Blast from the past: 2002Janell found a newspaper clipping about the SCOS auction in 2002 (Press-Telegram, November 28, 2002). The scene is familiar: the same tables and chairs in the same meeting room, and a jumble of plants hoping to go home with you! The auctioneer was Dr. Phil Plocher, past president of the society.
The SCOS auction is our main fundraising activity. Many of the plants are donated by local nurseries. However, the selection often includes divisions of "back yard" plants, no longer commercially available, that have been kept going by dedicated hobby growers. The auction provides an excellent opportunity to obtain some distinctive plants for your collection!
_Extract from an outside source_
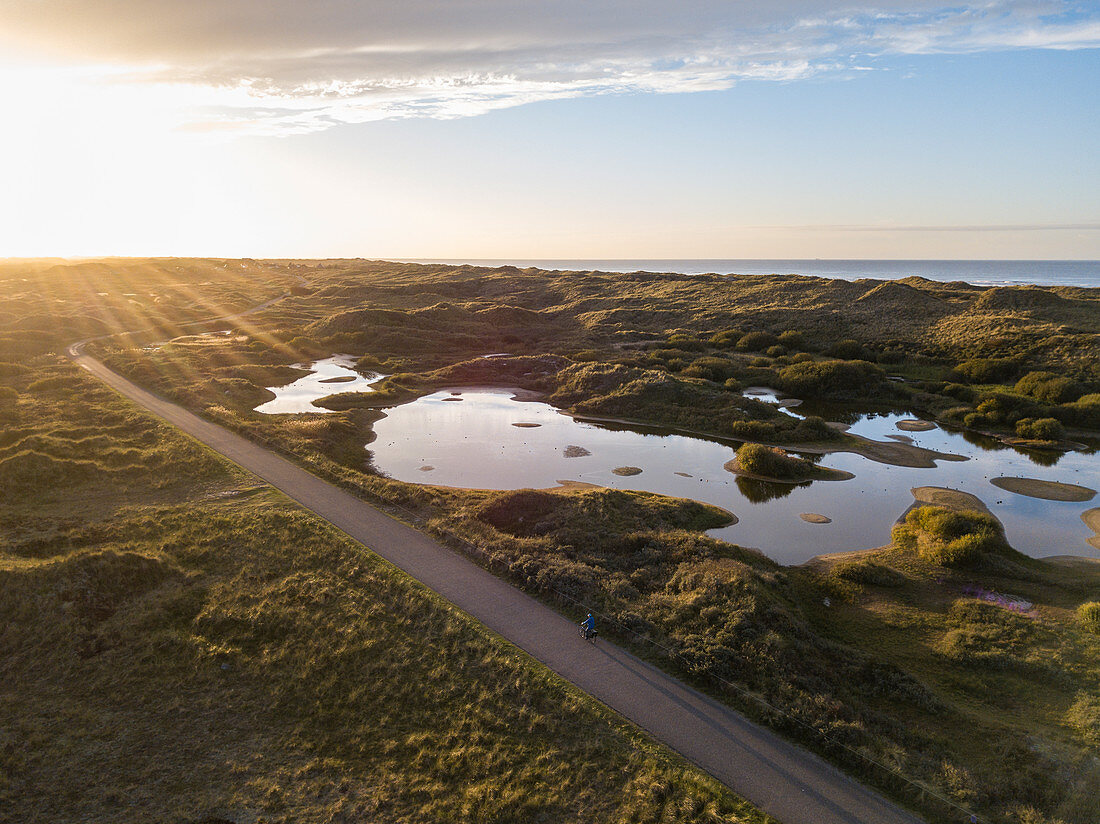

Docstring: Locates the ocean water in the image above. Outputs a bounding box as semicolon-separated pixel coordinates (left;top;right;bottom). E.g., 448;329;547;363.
403;259;1100;288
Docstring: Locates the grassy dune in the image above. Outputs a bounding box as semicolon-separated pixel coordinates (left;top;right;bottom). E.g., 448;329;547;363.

Blast from the past: 1839Dendrobium jenkinsii has been appreciated for a very long time! "Miss Drake" (Sarah Drake, a well-known botanical artist of the time) published this illustration in Edwards' Botanical Register in 1839! However, at various times this form has been lumped with D. aggregatum, which in turn has also been known as D. lindleyi. Sometimes you will find plants that are definitely the D. jenkinsii form labeled as either aggregatum or lindleyi. The difference when the plants are in bloom is obvious: the form usually known as aggregatum has long, pendant spikes with many flowers, while jenkinsii has short spikes, not particularly pendant, with usually only one or two flowers per spike. The leaves and pseudobulbs of jenkinsii are noticeably smaller as well, if you are able to see the two forms side by side. The description accompanying the plate from 1839 also notes that the pseudobulbs of D. aggregatum consist of several internodes, while those of D. jenkinsii are formed from a single internode. This distinction should be easily visible from the way the dried sheaths are attached along the length of the pseudobulbs, but the descriptions of the time were based on a very small number of plants collected from the wild, and, therefore, the differences might not be as definitive as first thought.
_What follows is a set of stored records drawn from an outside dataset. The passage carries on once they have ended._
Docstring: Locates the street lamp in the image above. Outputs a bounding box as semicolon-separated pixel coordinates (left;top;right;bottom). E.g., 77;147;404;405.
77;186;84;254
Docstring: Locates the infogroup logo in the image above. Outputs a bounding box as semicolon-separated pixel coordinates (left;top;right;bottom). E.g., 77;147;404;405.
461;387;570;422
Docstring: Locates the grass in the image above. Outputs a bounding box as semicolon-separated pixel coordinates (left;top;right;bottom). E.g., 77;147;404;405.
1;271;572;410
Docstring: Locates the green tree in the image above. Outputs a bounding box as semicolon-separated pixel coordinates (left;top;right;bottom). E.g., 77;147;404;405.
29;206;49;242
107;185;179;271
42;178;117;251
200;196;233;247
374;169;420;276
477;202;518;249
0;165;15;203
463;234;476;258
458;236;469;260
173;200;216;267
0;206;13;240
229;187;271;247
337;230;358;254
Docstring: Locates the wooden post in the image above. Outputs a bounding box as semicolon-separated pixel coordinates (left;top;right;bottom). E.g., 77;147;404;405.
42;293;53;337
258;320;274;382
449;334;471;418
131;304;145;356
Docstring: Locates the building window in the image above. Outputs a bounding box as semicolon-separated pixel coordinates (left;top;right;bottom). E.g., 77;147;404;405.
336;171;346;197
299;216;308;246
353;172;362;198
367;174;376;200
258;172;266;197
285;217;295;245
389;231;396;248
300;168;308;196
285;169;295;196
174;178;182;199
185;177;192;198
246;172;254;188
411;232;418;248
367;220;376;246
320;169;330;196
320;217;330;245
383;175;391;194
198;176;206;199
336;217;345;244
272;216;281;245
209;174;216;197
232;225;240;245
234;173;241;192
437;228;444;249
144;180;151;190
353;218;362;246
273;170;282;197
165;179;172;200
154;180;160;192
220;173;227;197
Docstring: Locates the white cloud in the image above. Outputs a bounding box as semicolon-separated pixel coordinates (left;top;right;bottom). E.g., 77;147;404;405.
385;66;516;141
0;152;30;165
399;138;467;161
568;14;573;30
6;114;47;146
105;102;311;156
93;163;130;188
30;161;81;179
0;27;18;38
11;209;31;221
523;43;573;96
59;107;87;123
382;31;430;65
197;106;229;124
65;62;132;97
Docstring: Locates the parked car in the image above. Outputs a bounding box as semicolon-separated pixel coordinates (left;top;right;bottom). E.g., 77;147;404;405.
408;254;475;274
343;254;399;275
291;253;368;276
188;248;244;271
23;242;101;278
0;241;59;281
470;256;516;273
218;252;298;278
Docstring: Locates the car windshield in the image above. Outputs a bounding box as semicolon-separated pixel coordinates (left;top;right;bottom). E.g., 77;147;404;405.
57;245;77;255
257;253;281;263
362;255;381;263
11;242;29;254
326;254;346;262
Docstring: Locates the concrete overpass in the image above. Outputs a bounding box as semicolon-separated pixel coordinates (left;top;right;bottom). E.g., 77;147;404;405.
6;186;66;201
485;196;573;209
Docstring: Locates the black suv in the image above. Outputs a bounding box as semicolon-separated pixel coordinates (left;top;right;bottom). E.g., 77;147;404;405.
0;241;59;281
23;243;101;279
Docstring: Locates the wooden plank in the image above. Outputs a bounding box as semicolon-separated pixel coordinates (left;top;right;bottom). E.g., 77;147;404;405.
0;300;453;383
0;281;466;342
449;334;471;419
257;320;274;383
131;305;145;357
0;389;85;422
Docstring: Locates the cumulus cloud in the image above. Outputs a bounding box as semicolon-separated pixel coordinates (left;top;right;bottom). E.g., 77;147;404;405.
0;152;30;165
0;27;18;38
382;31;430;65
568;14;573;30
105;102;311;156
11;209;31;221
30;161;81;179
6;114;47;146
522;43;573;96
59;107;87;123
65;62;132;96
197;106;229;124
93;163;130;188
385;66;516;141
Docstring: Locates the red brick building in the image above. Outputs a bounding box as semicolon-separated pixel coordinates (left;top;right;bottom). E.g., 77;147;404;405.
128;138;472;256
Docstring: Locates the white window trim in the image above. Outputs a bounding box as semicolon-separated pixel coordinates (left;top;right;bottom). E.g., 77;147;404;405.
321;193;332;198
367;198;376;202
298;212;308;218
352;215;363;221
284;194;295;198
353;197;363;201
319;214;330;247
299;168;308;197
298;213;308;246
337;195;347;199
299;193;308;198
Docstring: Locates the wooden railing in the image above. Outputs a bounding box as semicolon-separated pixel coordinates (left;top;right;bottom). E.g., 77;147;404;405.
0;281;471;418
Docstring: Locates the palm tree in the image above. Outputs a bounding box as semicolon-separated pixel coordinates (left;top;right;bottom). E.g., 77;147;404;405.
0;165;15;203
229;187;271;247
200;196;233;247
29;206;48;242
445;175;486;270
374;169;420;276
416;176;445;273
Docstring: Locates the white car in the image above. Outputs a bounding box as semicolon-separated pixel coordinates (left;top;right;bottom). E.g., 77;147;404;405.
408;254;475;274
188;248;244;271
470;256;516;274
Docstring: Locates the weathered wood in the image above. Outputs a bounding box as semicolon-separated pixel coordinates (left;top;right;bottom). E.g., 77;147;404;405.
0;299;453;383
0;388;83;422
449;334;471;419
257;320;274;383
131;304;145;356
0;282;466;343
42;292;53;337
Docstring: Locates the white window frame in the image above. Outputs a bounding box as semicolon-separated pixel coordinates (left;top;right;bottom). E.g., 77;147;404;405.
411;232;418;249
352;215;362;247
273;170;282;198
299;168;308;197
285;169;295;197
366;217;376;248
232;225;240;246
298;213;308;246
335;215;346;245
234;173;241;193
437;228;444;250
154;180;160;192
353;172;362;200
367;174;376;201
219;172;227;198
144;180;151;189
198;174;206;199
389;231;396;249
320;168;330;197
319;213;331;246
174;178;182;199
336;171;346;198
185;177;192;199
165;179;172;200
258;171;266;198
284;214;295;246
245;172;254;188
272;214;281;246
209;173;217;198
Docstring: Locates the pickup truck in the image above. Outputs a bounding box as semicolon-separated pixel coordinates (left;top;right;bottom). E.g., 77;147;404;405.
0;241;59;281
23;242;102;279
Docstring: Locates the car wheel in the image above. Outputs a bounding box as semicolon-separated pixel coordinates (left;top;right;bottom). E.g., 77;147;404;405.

Unfortunately for our plant labels and sane communication, the name Dendrobium aggregatum got tangled up in some taxonomic errors or missteps, with the result that the "official" name is now held to be Dendrobium lindleyi, and the smaller form jenkinsii is frequently considered to be only a variety of lindleyi, called Dendrobium lindleyi var. jenkinsii. However, aggregatum and jenkinsii are so well established in the orchid trade, that most of us cling to the old, familiar names. Pick a name and stick with it, but be aware that you may find any of these names in nursery catalogues!
Do the two forms occur together in nature? Or do they have distinct distributions, habitats, or pollinators, suggesting that they might really be distinct species? Your web master would be happy to undertake a fact-finding mission, if anyone would care to fund an expedition into the mountains of South-east Asia.